Felsefe ve diğer bazı ilimler...
Felsefe Yunanca bir sözdür. Mânası ziynetli hüküm, yani dışı süslü, içi
fâsid demektir. «Bu âlem kadimdir.» Ve emsali küfür ve harama müeddi sözler bu
kabildendir.
İhyâu'l-Ulûm'da beyan edildiğine göre felsefe
başlı başına bir ilim değildir. Dört cüzden meydana gelmiştir.
Birincisi hesap ve hendesedir. Bunları öğrenmek mubahdır. Bunlar
vâsıtasıyla çirkin ilimlere kayacağından kor-kulmayan kimse, hesap ve hendese
okumaktan men edilmez.
İkincisi mantık'tır. Mantık, delilin veçhini, şartlarını ve
tarifin veçhini, şartlarını araştırmaktır. Bu iki şey kelâm ilmine dahildir.
Üçüncüsü İlâhiyattır. Bu, Allah'ın zâtını, sıfatını araştır maktır.
Feylesoflar bunda mezheplere ayrılmışlardır ki bazısı küfür, bazısı bid'attır.
Dördüncüsü tabiiyyâttır. Bunların bazısı şeriata muha-liftir. Bazısı
cisimlerin sıfatlarını, hassalarını ve nasıl istihale geçirip değiştiklerini
araştırmaktan ibarettir. Bu dördüncü cüz doktorların muâyenesine benzer. Ancak
doktor sadece insanın bedenine, hasta olup olmaması yönünden bakar. Bunlar ise
değişip hareket etmeleri yönünden bütün cisimlere bakarlar. Ama tıp bundan
hayırlıdır. Çünkü ona ihtiyaç vardır. Felsefe-cilerin tabiiyyât hakkındaki
bilgilerine ihtiyaç yoktur.
Şa'beze-ki doğrusu Şâ'veze'dir - Kamus'ta beyan edildiği vecihle sihir gibi el
çabukluğudur. Güneşi, aslı olmadık şekil de gösterir. Lâkin el-Misbah'da bu
kelimenin Şâ'vere ve şâ'beze şekillerinde okunabileceği ve bedevî Arapların
sözünden olmadığı bildirilmiş, «Şa'beze bir oyundur ki, insan onunla sihir
gibi hakikati olmayan şey! görür», denilmiştir.
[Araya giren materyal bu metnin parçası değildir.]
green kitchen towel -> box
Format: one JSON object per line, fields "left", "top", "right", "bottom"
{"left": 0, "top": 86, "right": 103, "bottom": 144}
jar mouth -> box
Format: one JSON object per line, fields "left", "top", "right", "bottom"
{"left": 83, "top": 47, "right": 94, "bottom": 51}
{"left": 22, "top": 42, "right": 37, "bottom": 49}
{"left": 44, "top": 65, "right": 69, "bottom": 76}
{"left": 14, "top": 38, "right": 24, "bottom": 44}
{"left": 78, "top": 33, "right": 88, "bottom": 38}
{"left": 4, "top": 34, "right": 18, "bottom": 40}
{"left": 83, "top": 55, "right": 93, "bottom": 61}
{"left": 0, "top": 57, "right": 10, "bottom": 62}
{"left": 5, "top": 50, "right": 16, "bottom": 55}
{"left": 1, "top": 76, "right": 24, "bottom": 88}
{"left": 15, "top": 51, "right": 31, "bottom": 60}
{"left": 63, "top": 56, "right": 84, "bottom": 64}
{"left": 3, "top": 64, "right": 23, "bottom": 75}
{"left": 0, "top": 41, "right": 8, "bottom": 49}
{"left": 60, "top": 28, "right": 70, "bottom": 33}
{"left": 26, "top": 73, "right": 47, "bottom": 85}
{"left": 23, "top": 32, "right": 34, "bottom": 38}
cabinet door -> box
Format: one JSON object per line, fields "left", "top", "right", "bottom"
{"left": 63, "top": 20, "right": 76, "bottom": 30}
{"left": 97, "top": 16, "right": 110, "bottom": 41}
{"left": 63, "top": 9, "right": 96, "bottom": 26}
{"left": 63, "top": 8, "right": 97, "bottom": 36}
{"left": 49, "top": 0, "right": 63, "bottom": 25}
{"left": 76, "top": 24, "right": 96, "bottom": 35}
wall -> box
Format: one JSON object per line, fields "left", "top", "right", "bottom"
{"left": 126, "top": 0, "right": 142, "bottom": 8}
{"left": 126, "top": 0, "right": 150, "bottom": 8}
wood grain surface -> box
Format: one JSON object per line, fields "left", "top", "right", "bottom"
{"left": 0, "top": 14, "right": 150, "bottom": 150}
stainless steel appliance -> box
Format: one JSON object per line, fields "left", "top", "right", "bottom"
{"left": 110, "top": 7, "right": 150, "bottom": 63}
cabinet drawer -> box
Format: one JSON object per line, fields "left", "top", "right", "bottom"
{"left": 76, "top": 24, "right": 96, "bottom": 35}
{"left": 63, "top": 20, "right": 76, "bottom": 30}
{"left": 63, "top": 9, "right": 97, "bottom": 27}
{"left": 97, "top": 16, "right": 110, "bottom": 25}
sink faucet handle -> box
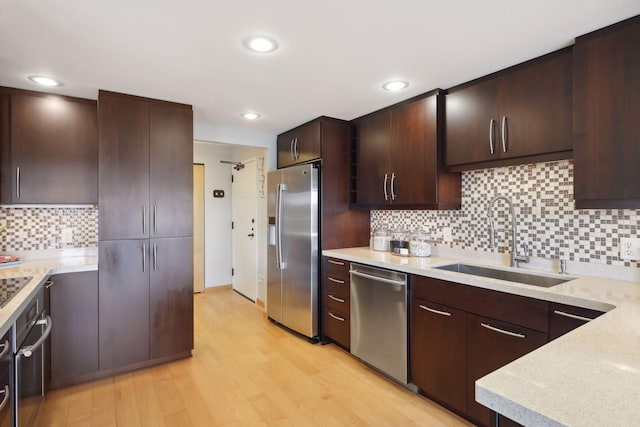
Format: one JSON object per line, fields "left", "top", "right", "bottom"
{"left": 519, "top": 242, "right": 528, "bottom": 255}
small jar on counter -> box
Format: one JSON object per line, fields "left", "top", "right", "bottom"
{"left": 371, "top": 227, "right": 391, "bottom": 252}
{"left": 410, "top": 228, "right": 432, "bottom": 257}
{"left": 390, "top": 229, "right": 410, "bottom": 256}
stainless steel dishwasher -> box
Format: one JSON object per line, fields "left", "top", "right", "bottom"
{"left": 350, "top": 263, "right": 409, "bottom": 385}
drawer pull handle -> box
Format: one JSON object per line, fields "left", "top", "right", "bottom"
{"left": 553, "top": 310, "right": 595, "bottom": 323}
{"left": 419, "top": 304, "right": 451, "bottom": 317}
{"left": 0, "top": 340, "right": 9, "bottom": 359}
{"left": 0, "top": 385, "right": 8, "bottom": 411}
{"left": 328, "top": 277, "right": 345, "bottom": 284}
{"left": 328, "top": 294, "right": 345, "bottom": 303}
{"left": 328, "top": 260, "right": 345, "bottom": 266}
{"left": 328, "top": 312, "right": 345, "bottom": 322}
{"left": 481, "top": 322, "right": 525, "bottom": 339}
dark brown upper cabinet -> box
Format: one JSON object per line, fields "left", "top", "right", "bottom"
{"left": 573, "top": 15, "right": 640, "bottom": 209}
{"left": 353, "top": 90, "right": 461, "bottom": 209}
{"left": 445, "top": 48, "right": 573, "bottom": 171}
{"left": 0, "top": 87, "right": 97, "bottom": 204}
{"left": 277, "top": 120, "right": 321, "bottom": 168}
{"left": 98, "top": 91, "right": 193, "bottom": 241}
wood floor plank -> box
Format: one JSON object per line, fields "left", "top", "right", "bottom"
{"left": 36, "top": 289, "right": 472, "bottom": 427}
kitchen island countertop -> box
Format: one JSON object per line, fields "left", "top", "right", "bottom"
{"left": 323, "top": 247, "right": 640, "bottom": 427}
{"left": 0, "top": 253, "right": 98, "bottom": 338}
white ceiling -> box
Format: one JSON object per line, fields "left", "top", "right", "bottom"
{"left": 1, "top": 0, "right": 639, "bottom": 137}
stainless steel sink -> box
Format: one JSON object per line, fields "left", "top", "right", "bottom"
{"left": 434, "top": 263, "right": 572, "bottom": 288}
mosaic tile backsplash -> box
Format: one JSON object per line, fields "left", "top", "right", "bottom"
{"left": 372, "top": 160, "right": 640, "bottom": 268}
{"left": 0, "top": 207, "right": 98, "bottom": 252}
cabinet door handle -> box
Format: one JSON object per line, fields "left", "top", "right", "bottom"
{"left": 501, "top": 116, "right": 507, "bottom": 153}
{"left": 142, "top": 243, "right": 146, "bottom": 273}
{"left": 489, "top": 119, "right": 495, "bottom": 155}
{"left": 328, "top": 312, "right": 345, "bottom": 322}
{"left": 481, "top": 322, "right": 525, "bottom": 339}
{"left": 383, "top": 174, "right": 389, "bottom": 201}
{"left": 328, "top": 294, "right": 345, "bottom": 303}
{"left": 0, "top": 340, "right": 10, "bottom": 359}
{"left": 142, "top": 205, "right": 147, "bottom": 235}
{"left": 419, "top": 304, "right": 451, "bottom": 317}
{"left": 290, "top": 138, "right": 295, "bottom": 161}
{"left": 390, "top": 173, "right": 397, "bottom": 201}
{"left": 44, "top": 279, "right": 55, "bottom": 289}
{"left": 328, "top": 277, "right": 345, "bottom": 284}
{"left": 327, "top": 259, "right": 345, "bottom": 266}
{"left": 153, "top": 243, "right": 158, "bottom": 271}
{"left": 0, "top": 385, "right": 8, "bottom": 411}
{"left": 153, "top": 205, "right": 158, "bottom": 234}
{"left": 553, "top": 310, "right": 595, "bottom": 323}
{"left": 16, "top": 167, "right": 21, "bottom": 199}
{"left": 294, "top": 138, "right": 299, "bottom": 160}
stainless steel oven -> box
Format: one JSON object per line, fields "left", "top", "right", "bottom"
{"left": 0, "top": 328, "right": 13, "bottom": 427}
{"left": 14, "top": 286, "right": 52, "bottom": 427}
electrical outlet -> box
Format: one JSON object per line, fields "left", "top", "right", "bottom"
{"left": 61, "top": 228, "right": 73, "bottom": 244}
{"left": 442, "top": 227, "right": 453, "bottom": 243}
{"left": 620, "top": 237, "right": 640, "bottom": 261}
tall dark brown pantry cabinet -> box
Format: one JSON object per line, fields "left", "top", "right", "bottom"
{"left": 98, "top": 91, "right": 193, "bottom": 374}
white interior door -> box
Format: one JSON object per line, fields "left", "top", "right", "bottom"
{"left": 231, "top": 158, "right": 258, "bottom": 301}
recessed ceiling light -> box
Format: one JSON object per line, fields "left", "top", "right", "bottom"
{"left": 28, "top": 75, "right": 62, "bottom": 87}
{"left": 382, "top": 80, "right": 409, "bottom": 91}
{"left": 242, "top": 36, "right": 279, "bottom": 53}
{"left": 241, "top": 112, "right": 261, "bottom": 120}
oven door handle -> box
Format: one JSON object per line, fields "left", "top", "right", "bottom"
{"left": 20, "top": 316, "right": 52, "bottom": 358}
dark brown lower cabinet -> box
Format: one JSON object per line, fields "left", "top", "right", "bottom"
{"left": 99, "top": 239, "right": 150, "bottom": 371}
{"left": 410, "top": 298, "right": 467, "bottom": 414}
{"left": 49, "top": 271, "right": 99, "bottom": 388}
{"left": 149, "top": 237, "right": 194, "bottom": 358}
{"left": 99, "top": 237, "right": 193, "bottom": 373}
{"left": 466, "top": 314, "right": 548, "bottom": 426}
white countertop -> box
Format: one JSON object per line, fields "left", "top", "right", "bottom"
{"left": 0, "top": 251, "right": 98, "bottom": 338}
{"left": 323, "top": 247, "right": 640, "bottom": 426}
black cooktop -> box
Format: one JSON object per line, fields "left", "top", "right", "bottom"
{"left": 0, "top": 276, "right": 33, "bottom": 309}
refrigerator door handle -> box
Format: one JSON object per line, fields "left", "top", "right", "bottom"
{"left": 276, "top": 183, "right": 287, "bottom": 269}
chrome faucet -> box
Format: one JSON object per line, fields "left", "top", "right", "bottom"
{"left": 487, "top": 195, "right": 529, "bottom": 268}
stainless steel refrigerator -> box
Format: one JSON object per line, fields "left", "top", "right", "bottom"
{"left": 267, "top": 163, "right": 319, "bottom": 339}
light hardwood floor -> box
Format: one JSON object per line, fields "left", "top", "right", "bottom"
{"left": 36, "top": 288, "right": 473, "bottom": 427}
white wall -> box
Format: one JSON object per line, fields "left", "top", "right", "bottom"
{"left": 193, "top": 141, "right": 233, "bottom": 287}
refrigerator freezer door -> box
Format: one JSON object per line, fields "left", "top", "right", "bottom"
{"left": 266, "top": 171, "right": 283, "bottom": 323}
{"left": 280, "top": 164, "right": 319, "bottom": 338}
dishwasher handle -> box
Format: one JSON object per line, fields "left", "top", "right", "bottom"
{"left": 20, "top": 316, "right": 53, "bottom": 358}
{"left": 349, "top": 269, "right": 406, "bottom": 286}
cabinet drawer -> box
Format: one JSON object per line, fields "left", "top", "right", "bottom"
{"left": 323, "top": 257, "right": 350, "bottom": 279}
{"left": 549, "top": 302, "right": 605, "bottom": 341}
{"left": 323, "top": 308, "right": 350, "bottom": 349}
{"left": 412, "top": 275, "right": 548, "bottom": 332}
{"left": 324, "top": 290, "right": 350, "bottom": 314}
{"left": 324, "top": 273, "right": 349, "bottom": 296}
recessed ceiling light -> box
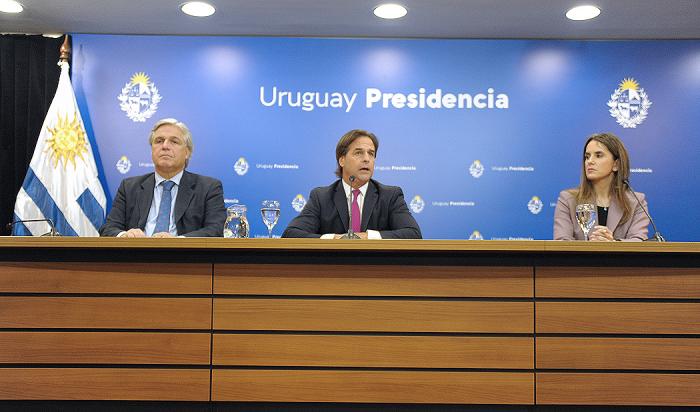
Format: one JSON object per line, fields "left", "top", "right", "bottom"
{"left": 374, "top": 3, "right": 407, "bottom": 20}
{"left": 42, "top": 33, "right": 64, "bottom": 38}
{"left": 180, "top": 1, "right": 215, "bottom": 17}
{"left": 566, "top": 5, "right": 601, "bottom": 21}
{"left": 0, "top": 0, "right": 24, "bottom": 14}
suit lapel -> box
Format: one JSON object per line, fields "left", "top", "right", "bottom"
{"left": 174, "top": 171, "right": 194, "bottom": 225}
{"left": 606, "top": 197, "right": 623, "bottom": 233}
{"left": 137, "top": 174, "right": 155, "bottom": 229}
{"left": 332, "top": 181, "right": 349, "bottom": 231}
{"left": 361, "top": 180, "right": 378, "bottom": 231}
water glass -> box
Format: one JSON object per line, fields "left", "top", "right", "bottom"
{"left": 260, "top": 200, "right": 280, "bottom": 238}
{"left": 575, "top": 203, "right": 597, "bottom": 241}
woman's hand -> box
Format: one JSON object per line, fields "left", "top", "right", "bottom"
{"left": 589, "top": 225, "right": 615, "bottom": 241}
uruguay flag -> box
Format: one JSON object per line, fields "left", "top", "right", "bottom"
{"left": 12, "top": 61, "right": 106, "bottom": 236}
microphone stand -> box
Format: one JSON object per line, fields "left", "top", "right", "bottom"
{"left": 339, "top": 176, "right": 361, "bottom": 240}
{"left": 624, "top": 179, "right": 665, "bottom": 242}
{"left": 7, "top": 218, "right": 62, "bottom": 237}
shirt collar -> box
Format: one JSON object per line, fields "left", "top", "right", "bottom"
{"left": 154, "top": 170, "right": 184, "bottom": 187}
{"left": 342, "top": 179, "right": 369, "bottom": 198}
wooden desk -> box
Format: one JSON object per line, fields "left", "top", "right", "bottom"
{"left": 0, "top": 238, "right": 698, "bottom": 405}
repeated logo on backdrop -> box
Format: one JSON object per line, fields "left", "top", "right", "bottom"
{"left": 291, "top": 194, "right": 307, "bottom": 212}
{"left": 409, "top": 195, "right": 425, "bottom": 214}
{"left": 528, "top": 196, "right": 543, "bottom": 215}
{"left": 115, "top": 156, "right": 131, "bottom": 174}
{"left": 118, "top": 72, "right": 162, "bottom": 122}
{"left": 234, "top": 157, "right": 249, "bottom": 176}
{"left": 468, "top": 230, "right": 484, "bottom": 240}
{"left": 607, "top": 78, "right": 652, "bottom": 128}
{"left": 469, "top": 160, "right": 484, "bottom": 178}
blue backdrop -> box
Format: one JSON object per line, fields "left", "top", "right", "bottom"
{"left": 71, "top": 35, "right": 700, "bottom": 240}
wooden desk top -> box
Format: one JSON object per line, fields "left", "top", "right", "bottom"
{"left": 0, "top": 237, "right": 698, "bottom": 254}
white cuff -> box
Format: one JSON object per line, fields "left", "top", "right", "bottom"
{"left": 367, "top": 230, "right": 382, "bottom": 239}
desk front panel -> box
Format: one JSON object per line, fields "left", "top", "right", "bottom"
{"left": 536, "top": 266, "right": 700, "bottom": 406}
{"left": 0, "top": 262, "right": 212, "bottom": 401}
{"left": 212, "top": 263, "right": 534, "bottom": 404}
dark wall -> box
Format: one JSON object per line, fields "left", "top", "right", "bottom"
{"left": 0, "top": 35, "right": 62, "bottom": 235}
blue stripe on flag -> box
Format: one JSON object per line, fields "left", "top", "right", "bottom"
{"left": 77, "top": 188, "right": 105, "bottom": 230}
{"left": 22, "top": 168, "right": 79, "bottom": 237}
{"left": 11, "top": 213, "right": 32, "bottom": 236}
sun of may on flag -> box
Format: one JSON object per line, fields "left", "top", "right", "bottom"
{"left": 12, "top": 60, "right": 107, "bottom": 236}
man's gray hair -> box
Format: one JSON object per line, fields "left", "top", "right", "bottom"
{"left": 148, "top": 118, "right": 193, "bottom": 168}
{"left": 149, "top": 118, "right": 194, "bottom": 153}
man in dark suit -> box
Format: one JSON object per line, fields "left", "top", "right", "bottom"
{"left": 99, "top": 118, "right": 225, "bottom": 238}
{"left": 282, "top": 129, "right": 421, "bottom": 239}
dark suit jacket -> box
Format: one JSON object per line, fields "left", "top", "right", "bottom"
{"left": 553, "top": 189, "right": 649, "bottom": 241}
{"left": 282, "top": 179, "right": 422, "bottom": 239}
{"left": 99, "top": 170, "right": 226, "bottom": 237}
İbn-i Hacer yollarda halkalar kurarak insanın başını kesip tekrar yerine
koymak, topraktan para yapmak gibi garip şeyler gösteren kimselerin
yaptıklarının sihir mânâsında olduğunu söylemiştir. Velev ki sihirbazlardan
sayılmasınlar. Böyle şeyler ne onlara câizdir, ne de başkalarına onları
seyretmek mubahtır.
İbn-i Hacer bundan sonra Malikîlerin «el-Müdevvene» adlı kitabından şunu
nakletmiştir: «Bir adamın elini kesen yahut karnına bıçak sokan kimse sihir
yapıyorsa öldürülür. Yaptığı sihir değilse cezalandırılır».
Tencîm: Gök cisimlerinin teşekküllerinden, âdi hâdise-lerin vukubulacağına
istidlâl ilmidir.
Merginâni'nin «Muhtarü'n Nevazil» adlı eserinde şöyle deniliyor: «Bilmiş ol
ki, ilm-i nücûm (Astronomi) haddizatında kötü değildir. Çünkü o iki nevidir.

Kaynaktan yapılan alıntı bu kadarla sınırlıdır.